Upon killing Juliette (much to the delight of a City denizen who is her grandfather), Jack the Ripper is returned to the London of his own time, where he commits another of his infamous killings. He is surprised to discover that there are other mental presences or personalities coexisting within his own mind, commenting on the brutality of his acts as if they were spectators at a theatrical performance or aesthetes critiquing a work of art in a museum.

Although recognizably human in form, the future City's denizens have powers of matter manipulation, time travel, and telepathy. They can both read and manipulate Jack the Ripper's mind. They proceed for their own malign amusement to mentally expose him to his own subconscious lusts, desires, and petty hatreds; prior to their interference he had suppressed his awareness of these urges. He realizes that he had persuaded himself that his killings were purely moralistic in intent, meant to draw attention to the injustices, inequalities, social wretchedness, and debauchery of industrial Victorian society. To Jack's despair, his actual base motivations are fully revealed to him by the City's denizens, after which they delight in his ensuing psychological anguish.

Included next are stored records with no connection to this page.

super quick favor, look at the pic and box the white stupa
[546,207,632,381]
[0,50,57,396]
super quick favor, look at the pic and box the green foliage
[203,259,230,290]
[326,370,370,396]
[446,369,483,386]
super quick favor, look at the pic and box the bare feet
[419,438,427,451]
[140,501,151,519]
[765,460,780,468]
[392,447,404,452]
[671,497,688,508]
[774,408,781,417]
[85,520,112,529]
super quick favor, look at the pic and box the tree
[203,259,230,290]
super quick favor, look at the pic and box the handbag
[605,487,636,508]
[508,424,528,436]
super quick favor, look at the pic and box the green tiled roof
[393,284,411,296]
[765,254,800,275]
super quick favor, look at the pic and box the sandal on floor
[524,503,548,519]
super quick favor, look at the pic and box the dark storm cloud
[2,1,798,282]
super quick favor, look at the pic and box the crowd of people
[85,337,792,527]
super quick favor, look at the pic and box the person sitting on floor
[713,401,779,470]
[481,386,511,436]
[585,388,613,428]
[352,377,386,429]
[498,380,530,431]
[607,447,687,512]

He is recalled to the City of the future by its inhabitants. Enraged, he kills one of his tormentors. Jack is fooled by the City denizens into believing that this murder has caused a breakdown in their society and that they have lost control of the City's functioning. He is implicitly led to believe that he has all the power and is an uncontrollable, random evil in their presence. He embarks on a killing spree to terrify the City's residents and punish them for their manipulation of him. After brutally murdering scores of City denizens in a veritable frenzy of bloodlust, Jack learns to his horror that the City denizens have only manipulated him again to sate their decadent desire for entertainment. The surviving denizens disarm him, leaving him to roam the City streets aimlessly. He cries aloud that he really is a "bad man", a man to be respected and feared rather than mocked and thrown aside.